Rush, USA - Germania, 2013, Regia di Ron Howard
Recensione di Alberto Bordin
Ogni film incarna un’emozione. La digitalizza, nei suoi colori, nei suoi suoni, e nei suoi tempi. Non nelle sue parole, sia chiaro, perché il dialogo è la freccia di cui si arma l’arco del teatro ma non quello del cinema. Ed è per questo che forse i dialoghi artificiosi e le espressioni truffaldine di Rush non danno troppa noia, perché la vera sostanza di questo film sta da un’altra parte. Vibra del rombo dei motori, si anima del montaggio frenetico, si riempie dei colori saturi ma sempre pittoreschi, e s’infiamma di una colonna sonora dai tratti epici; è l’adrenalina l’emozione che anima la nuova pellicola di Ron Howard.
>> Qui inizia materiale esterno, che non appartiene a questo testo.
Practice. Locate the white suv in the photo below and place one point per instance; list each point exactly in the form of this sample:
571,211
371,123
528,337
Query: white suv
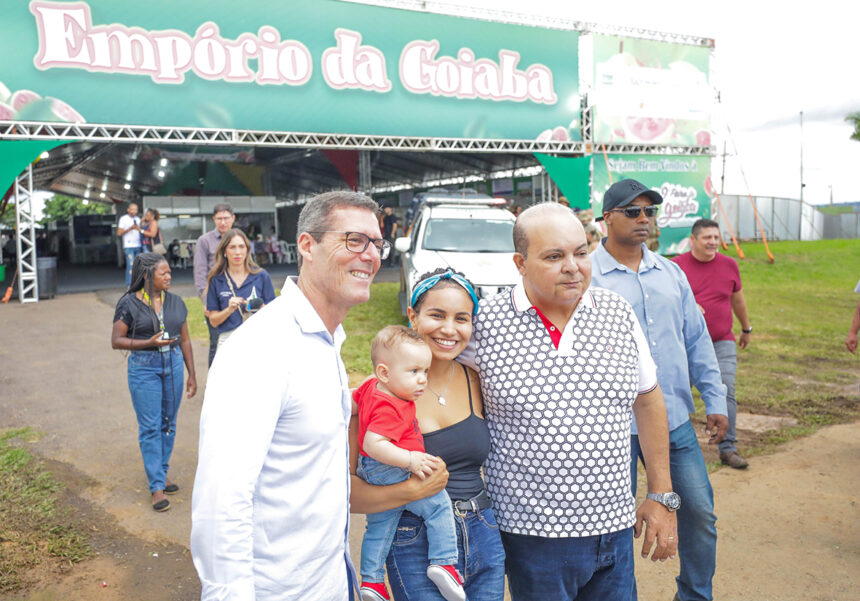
472,234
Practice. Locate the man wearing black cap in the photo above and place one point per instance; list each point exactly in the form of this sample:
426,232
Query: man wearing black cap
681,347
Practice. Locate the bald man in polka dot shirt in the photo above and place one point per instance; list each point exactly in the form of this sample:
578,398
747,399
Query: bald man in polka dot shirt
564,367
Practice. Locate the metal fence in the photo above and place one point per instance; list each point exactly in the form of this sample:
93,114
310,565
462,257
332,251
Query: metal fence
782,219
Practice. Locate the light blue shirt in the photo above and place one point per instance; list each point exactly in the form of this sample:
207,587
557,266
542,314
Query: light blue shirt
270,508
674,327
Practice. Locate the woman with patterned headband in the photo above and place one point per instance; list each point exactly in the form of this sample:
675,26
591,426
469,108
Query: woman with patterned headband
450,416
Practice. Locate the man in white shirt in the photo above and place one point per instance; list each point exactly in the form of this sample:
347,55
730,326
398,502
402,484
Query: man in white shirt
563,367
270,512
128,229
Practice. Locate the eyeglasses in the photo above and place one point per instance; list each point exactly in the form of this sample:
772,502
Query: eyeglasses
357,242
634,212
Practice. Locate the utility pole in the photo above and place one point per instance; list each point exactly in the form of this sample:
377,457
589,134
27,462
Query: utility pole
801,158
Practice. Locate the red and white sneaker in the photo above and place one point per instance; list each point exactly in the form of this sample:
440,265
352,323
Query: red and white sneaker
448,581
374,591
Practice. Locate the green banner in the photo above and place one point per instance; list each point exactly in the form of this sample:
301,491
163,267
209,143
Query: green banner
681,180
323,67
648,92
572,175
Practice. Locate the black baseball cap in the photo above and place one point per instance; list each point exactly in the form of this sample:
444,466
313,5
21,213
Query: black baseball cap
622,193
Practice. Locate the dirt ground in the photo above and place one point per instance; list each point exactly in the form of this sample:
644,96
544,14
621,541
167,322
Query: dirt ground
786,525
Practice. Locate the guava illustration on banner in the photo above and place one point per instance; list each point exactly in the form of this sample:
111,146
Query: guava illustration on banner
682,181
314,67
648,92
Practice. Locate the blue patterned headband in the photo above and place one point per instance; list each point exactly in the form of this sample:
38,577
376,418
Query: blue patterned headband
426,284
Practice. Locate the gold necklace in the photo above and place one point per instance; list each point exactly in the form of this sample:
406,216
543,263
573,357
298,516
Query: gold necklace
441,397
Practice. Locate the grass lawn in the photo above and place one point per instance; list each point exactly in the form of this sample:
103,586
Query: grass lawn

Il thrilling in sala, quando il film è la trasposizione di una storia vera, è una sensazione da scoprire con ammirazione: significa che lo sceneggiatore e il regista hanno saputo accattivarti, rimanendo tuttavia fedeli nella messa in scena di determinati avvenimenti; ma quando la storia e i suoi accadimenti principali sono pure noti al pubblico che quindi non si aspetta più sorprese, allora va riconosciuto un vero genio nei narratori che hanno saputo sorprenderti. Perché quella composizione sottile di colori, suoni e tempi è stata in grado di farti sperare quello che era già certo e temere quello che era risaputo. È quella tensione che film come “Operazione Valchiria” hanno saputo solo sfiorare, quando per un attimo nelle sale abbiamo incrociato le dita domandandoci se Hitler fosse veramente morto. E così, la battaglia senza esclusione di colpi tra il pilota inglese James Hunt e l’austriaco Niki Lauda, già nota ai più e messa nuovamente a nudo fin nel trailer per gli spettatori ignari, non si risparmia in nessuna ovvietà, raccontandoci invece con il candore dell’inedito l’avventura che tutti avremmo voluto conoscere a nuovo.
E tanta è la sincerità drammatica – forse non fino in fondo onesta ma non per questo falsa –: nell’autolesionismo di Hunt e il suo rifiuto per una vita che non sia portata al limite, nella caparbietà grottesca di Lauda la cui presunzione spegne la fiamma di qualunque empatia nei suoi riguardi, e poi nell’amore con le donne e nel loro disprezzo, e le menomazioni fisiche e le ancor più brutali cure ospedaliere, e gli insulti messi al tavolo con i giornalisti, e una strana lealtà che nasce pure nella violenza …
Forse manca un finale degno di chiamarsi tale, con l’emozione che va scemando da oltre dieci minuti, in un’ultima corsa in cui sembra giocarsi tutto e niente. Ma rimane innegabile la forza di quell’adrenalina che scorre nelle vene reclamando il ruolo di vera protagonista e sostanza della pellicola perché finalmente al suo posto, in un film che finalmente la merita rendendola meritevole: del nostro entusiasmo e della nostra ingordigia, meritevole di essere assaporata e gustata e di spegnersi senza chiedere altro, senza dover rimandare ad altro e lasciarci a bocca asciutta con un “e dunque?” sulle labbra. Perché è lei la signora e sovrana che ci offre Howard, la musa divina cui aspiriamo e che cantiamo, è lei che abbiamo visto sulle piste bagnate, nelle corse frenetiche, e negli occhi terrorizzati dalla vittoria di due campioni di Formula 1.